In a research report released to clients on Monday, RBC Capital analyst Mike Abramsky said he believes the impact of 3G iPhone has been largely underestimated by the industry. He's expected the device to account for 25 to 30 percent of Apple's iPhone shipments this year after it launches in the second half, contributing to his view that the company will beat its goal of selling 10 million handsets in 2008 by approximately 1 million units.
Noting that some mobile functions can operate up to ten times as fast on a 3G network as they do on an EDGE network, Abramsky told clients that he believes 3G connectivity will "unleash" the true power of the handset and offer a mobile web surfing experience unparalleled elsewhere in the industry.
"Apple is likely to offer a faster processor in the devices, along with more onboard memory, which will also increase speed, downloading/uploading rates and browsing experience —as well as enable higher video quality," he wrote. "The lower latency of 3G and faster processor/memory may likely allow deployment of new features, including video/voice capture, streaming HD video, real-time A-GPS location based services, etc."
The analyst, who cut his price target on Apple shares from $200 to $175 on economic/growth concerns, added that 3G wireless service should also allow users to simultaneously receive calls while browsing the web, as well as receive "over-the-air" media downloads and software updates.
Separately on Monday, Banc of American analyst Scott Craig also cut his price target on the Cupertino-based company (from $180 to $160), following checks with Asian suppliers that confirm near-term demand softness for both the iPod and iPhone.
"Recent checks in Asia for iPhone production suggest another sizable adjustment down to less than 1 million units for [the fiscal second quarter of 2008]," he wrote in a research report. "We believe that demand in the U.S. may have been impacted by the anticipation of a new 3G phone and that European demand for a non 3G iPhone remains lackluster."

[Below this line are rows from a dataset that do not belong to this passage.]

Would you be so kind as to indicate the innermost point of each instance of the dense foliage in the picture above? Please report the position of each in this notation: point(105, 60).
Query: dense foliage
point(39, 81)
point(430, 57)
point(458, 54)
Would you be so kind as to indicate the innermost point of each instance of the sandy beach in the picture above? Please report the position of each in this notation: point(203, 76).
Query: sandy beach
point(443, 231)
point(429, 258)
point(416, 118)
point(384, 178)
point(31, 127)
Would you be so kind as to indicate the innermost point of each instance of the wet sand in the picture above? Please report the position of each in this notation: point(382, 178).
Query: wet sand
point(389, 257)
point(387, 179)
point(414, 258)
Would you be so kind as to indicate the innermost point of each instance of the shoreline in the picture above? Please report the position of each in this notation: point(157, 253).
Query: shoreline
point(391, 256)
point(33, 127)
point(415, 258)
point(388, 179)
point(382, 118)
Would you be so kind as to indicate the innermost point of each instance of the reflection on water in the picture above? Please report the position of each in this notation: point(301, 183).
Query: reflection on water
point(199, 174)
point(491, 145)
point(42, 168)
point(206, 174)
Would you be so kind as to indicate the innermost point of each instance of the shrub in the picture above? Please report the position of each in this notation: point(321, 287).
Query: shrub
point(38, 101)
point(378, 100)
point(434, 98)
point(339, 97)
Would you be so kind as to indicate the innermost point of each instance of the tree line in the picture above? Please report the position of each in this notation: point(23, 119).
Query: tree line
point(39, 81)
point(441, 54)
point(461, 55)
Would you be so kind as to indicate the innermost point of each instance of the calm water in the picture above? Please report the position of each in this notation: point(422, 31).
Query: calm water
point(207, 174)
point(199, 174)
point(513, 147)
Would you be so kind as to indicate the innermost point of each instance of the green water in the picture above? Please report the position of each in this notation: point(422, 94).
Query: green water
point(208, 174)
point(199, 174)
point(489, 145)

Craig added that the introduction of a 3G handset in 2008 and further price reduction on the first generation device are critical to achieving the companys 10 million unit expectation for 2008. In the meantime, however, the analyst reduced his iPhone sales estimated for the company's March quarter to 1.22 million from 1.62 and his fiscal 2008 estimate to 6.56 million from 7.96 million.
"We estimate roughly 8 million units for [calendar] 2008 compared to management's 10 million unit outlook," he wrote.
Despite the reduction in estimates, the Banc of American analyst advised clients to buy Apple shares at their current levels given that he believes the main driver for the company and its stock near-term is notebooks and desktops.
Nevertheless, shares of Apple were hit hard by both analysts' target cuts, falling $5.15 or over 4 percent to $119.87.